Hi, Im having trouble finding the limit as n goes to infiniti of ((n+1)(n+2))/(2n^2). Can someone please help me start this problem?
Thank you
Your expression is (n+1)(n+2)/2n^2. It's equal to (n^2+3n+2)/2n^2. When you have this, factorize by the variable of the major exponent. In this case it's n^2. So we get (n^2(1+3/n+2/n^2)/(n^2*(2)). Simplify the numerator with the denominator. We get (1+3/n+2/n^2)/2. As n tends to positive infinite, the expression tends to 1/2.
This is usally the method teached before to learn l'Hôpital rule.
Hello,
I do think it's easier. This is a method learnt before l'Hôpital's rule. The study of the degree can help :
limit at infinity :
if deg(numerator)>deg(denominator) -> tends to infinity (sign is to determine with the coefficient of the highest power)

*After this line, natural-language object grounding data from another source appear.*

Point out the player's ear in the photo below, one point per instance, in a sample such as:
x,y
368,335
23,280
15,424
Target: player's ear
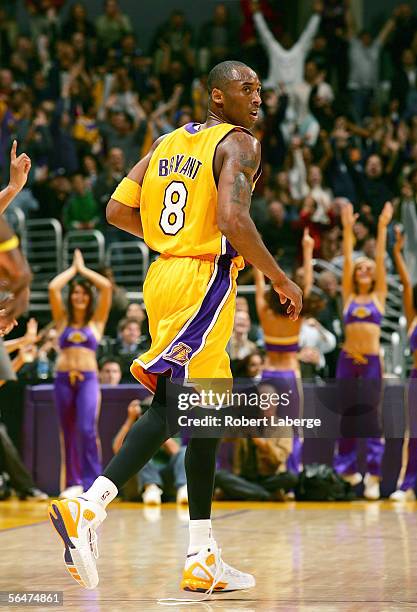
x,y
217,96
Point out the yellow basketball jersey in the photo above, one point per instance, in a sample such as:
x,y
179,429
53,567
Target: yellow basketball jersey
x,y
179,195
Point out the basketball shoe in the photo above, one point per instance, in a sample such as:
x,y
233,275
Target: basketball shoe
x,y
76,521
206,572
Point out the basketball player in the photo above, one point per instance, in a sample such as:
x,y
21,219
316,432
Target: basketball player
x,y
189,199
19,170
15,278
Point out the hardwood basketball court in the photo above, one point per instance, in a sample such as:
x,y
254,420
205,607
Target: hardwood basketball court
x,y
305,556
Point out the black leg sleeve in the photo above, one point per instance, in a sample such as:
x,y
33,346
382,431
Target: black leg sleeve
x,y
200,468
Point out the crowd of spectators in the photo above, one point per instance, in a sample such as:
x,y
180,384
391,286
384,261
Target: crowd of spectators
x,y
85,99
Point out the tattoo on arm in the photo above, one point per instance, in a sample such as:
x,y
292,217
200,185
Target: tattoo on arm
x,y
241,189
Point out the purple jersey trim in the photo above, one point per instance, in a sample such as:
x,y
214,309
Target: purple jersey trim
x,y
282,348
193,336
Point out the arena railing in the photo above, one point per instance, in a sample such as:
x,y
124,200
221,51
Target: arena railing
x,y
129,262
90,242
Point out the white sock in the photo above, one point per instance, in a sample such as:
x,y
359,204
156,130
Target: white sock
x,y
102,491
200,535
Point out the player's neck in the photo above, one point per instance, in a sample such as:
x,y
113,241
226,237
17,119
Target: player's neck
x,y
213,119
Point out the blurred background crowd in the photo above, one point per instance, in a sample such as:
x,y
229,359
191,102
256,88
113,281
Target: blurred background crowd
x,y
85,97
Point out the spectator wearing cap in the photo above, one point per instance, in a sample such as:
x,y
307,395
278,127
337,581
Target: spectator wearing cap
x,y
130,343
112,25
239,345
286,61
53,194
218,38
110,371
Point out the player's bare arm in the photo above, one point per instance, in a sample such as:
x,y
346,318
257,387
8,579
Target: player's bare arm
x,y
19,170
127,218
239,156
15,279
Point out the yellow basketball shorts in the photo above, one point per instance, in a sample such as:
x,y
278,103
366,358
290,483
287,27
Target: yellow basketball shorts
x,y
190,304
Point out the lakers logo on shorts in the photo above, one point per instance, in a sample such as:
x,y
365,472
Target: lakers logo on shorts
x,y
179,353
361,312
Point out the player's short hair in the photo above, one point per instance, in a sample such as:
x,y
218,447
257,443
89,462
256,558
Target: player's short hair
x,y
223,73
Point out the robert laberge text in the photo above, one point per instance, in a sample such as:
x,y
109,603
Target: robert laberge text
x,y
242,421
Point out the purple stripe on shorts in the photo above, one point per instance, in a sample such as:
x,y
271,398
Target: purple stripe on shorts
x,y
282,348
180,351
230,250
288,374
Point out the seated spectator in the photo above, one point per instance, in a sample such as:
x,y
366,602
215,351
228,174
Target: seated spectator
x,y
107,181
315,340
218,38
77,22
135,311
37,363
130,343
164,471
119,303
110,372
112,26
81,211
258,471
13,473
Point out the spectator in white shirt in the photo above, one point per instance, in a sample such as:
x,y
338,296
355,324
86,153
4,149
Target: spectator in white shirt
x,y
364,65
286,66
315,341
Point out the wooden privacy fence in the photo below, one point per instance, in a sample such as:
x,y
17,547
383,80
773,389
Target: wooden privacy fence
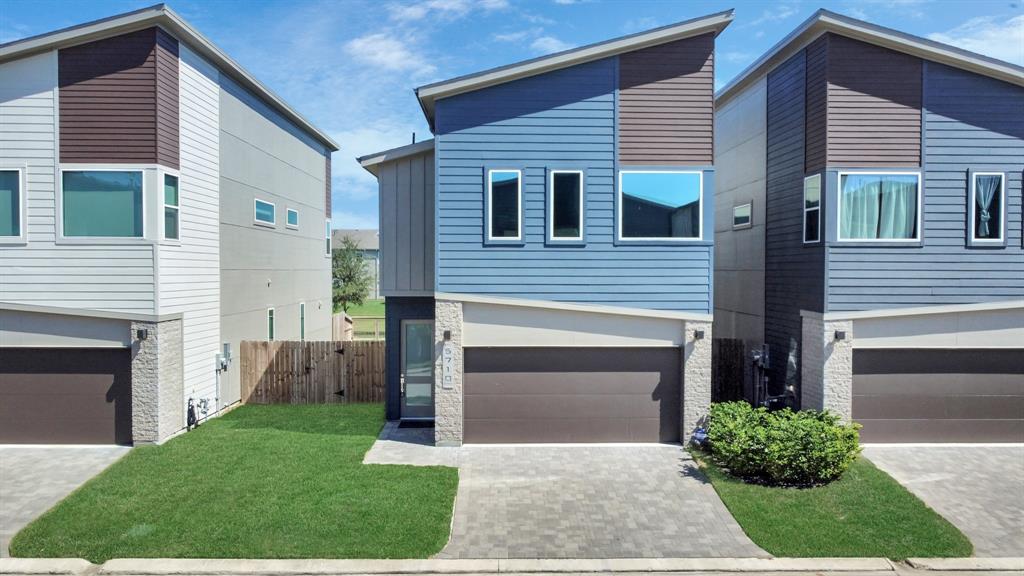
x,y
321,372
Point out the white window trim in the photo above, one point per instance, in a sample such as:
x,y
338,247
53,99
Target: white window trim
x,y
23,211
803,201
258,221
749,223
491,203
103,239
551,203
619,207
839,208
974,206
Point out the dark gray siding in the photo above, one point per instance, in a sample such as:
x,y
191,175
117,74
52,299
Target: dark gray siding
x,y
873,106
119,99
971,122
794,272
398,310
666,104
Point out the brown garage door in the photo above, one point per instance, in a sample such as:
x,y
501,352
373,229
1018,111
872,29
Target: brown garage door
x,y
939,395
571,395
65,396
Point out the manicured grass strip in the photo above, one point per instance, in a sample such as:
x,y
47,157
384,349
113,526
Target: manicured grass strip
x,y
260,482
863,513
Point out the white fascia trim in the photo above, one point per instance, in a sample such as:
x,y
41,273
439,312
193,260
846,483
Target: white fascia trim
x,y
90,313
372,161
430,92
593,309
825,21
920,311
164,16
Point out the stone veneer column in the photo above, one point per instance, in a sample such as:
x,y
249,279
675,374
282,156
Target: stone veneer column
x,y
826,365
696,377
448,402
157,381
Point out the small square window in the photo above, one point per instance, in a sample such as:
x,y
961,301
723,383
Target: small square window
x,y
741,216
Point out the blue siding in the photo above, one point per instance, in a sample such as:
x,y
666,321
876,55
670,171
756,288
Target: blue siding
x,y
971,122
560,119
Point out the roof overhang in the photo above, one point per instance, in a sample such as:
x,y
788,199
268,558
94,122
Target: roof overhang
x,y
823,22
167,18
429,93
373,161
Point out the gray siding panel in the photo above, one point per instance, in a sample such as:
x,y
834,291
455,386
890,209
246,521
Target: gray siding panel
x,y
407,189
794,278
666,104
971,122
873,106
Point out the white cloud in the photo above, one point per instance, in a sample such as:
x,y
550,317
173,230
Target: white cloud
x,y
549,44
991,36
385,50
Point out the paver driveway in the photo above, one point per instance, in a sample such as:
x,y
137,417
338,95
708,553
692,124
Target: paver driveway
x,y
589,501
980,489
35,478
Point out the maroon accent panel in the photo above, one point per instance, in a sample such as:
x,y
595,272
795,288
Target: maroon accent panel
x,y
667,104
875,106
816,106
119,99
65,396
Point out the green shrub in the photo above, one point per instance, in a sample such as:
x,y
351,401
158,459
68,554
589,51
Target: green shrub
x,y
784,447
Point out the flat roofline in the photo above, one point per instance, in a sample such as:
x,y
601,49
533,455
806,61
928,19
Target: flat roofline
x,y
823,22
164,16
428,93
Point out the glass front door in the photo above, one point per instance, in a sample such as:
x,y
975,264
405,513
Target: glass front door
x,y
417,369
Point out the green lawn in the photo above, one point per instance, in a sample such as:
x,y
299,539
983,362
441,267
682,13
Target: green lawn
x,y
863,513
260,482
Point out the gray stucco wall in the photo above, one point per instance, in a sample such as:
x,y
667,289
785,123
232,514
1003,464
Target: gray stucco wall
x,y
261,266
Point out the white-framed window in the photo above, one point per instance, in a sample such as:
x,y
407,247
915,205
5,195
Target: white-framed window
x,y
172,216
264,212
987,207
565,205
504,205
102,203
812,209
879,206
11,204
741,215
663,205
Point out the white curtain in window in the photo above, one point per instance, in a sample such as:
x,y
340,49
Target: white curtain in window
x,y
860,206
985,189
899,208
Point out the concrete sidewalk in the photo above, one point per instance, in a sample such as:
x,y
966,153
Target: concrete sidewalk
x,y
844,567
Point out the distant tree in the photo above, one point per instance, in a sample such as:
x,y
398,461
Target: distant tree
x,y
351,276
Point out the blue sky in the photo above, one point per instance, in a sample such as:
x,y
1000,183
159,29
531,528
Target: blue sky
x,y
350,66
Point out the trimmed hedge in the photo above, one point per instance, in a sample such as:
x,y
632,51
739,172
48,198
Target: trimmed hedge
x,y
804,448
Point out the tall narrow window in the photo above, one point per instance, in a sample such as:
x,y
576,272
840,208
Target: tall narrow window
x,y
565,205
171,220
812,209
987,201
264,212
659,205
10,203
879,206
504,204
102,203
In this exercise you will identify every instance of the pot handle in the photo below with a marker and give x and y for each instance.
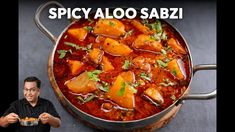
(201, 96)
(39, 24)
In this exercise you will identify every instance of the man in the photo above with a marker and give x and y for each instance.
(31, 106)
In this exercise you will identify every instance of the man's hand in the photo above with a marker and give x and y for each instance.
(11, 118)
(47, 118)
(8, 119)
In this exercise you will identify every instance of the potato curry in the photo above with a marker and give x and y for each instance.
(121, 69)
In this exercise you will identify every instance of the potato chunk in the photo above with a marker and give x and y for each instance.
(175, 69)
(78, 33)
(128, 76)
(155, 95)
(74, 66)
(106, 64)
(175, 46)
(141, 27)
(115, 48)
(144, 42)
(126, 100)
(110, 28)
(81, 84)
(96, 55)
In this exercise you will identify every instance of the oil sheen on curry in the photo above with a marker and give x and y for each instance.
(121, 69)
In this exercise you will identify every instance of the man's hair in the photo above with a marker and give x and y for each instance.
(33, 79)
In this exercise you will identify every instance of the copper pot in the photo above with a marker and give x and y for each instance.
(107, 124)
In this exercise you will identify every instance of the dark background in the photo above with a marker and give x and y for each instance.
(198, 27)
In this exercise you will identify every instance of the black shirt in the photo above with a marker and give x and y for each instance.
(24, 109)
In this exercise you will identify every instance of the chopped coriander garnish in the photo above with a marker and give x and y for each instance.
(126, 64)
(166, 82)
(111, 23)
(174, 72)
(105, 86)
(133, 89)
(145, 22)
(136, 84)
(63, 53)
(72, 45)
(93, 75)
(89, 98)
(91, 21)
(156, 26)
(164, 36)
(128, 33)
(168, 48)
(161, 63)
(88, 47)
(163, 52)
(80, 98)
(122, 89)
(145, 76)
(173, 97)
(156, 37)
(65, 36)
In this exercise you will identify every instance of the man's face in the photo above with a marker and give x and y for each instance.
(31, 91)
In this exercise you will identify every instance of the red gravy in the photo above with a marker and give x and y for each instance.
(158, 61)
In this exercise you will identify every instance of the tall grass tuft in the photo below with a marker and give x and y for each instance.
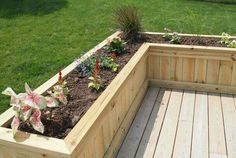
(128, 21)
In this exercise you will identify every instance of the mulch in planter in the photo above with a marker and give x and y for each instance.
(80, 98)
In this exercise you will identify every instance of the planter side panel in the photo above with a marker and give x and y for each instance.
(120, 105)
(201, 68)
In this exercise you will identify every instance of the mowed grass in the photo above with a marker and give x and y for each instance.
(39, 37)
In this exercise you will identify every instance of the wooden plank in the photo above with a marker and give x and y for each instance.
(149, 140)
(185, 34)
(188, 69)
(233, 80)
(225, 74)
(131, 142)
(156, 65)
(193, 50)
(33, 144)
(194, 86)
(217, 146)
(123, 129)
(200, 128)
(150, 67)
(229, 114)
(200, 70)
(165, 68)
(213, 71)
(166, 141)
(176, 68)
(183, 140)
(99, 144)
(195, 55)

if deg(denominator)>deg(numerator) -> tends to 0
if deg(denominator)=deg(numerator) -> tends to the quotient of the two coefficients corresponding to the highest powers.
First I look the expression to look if there is any indetermination. If there is one like in our example, mindly I do the quotient of the variable afected by the major degree taking in count the coefficients. If I have to answer on paper, I do all the steps.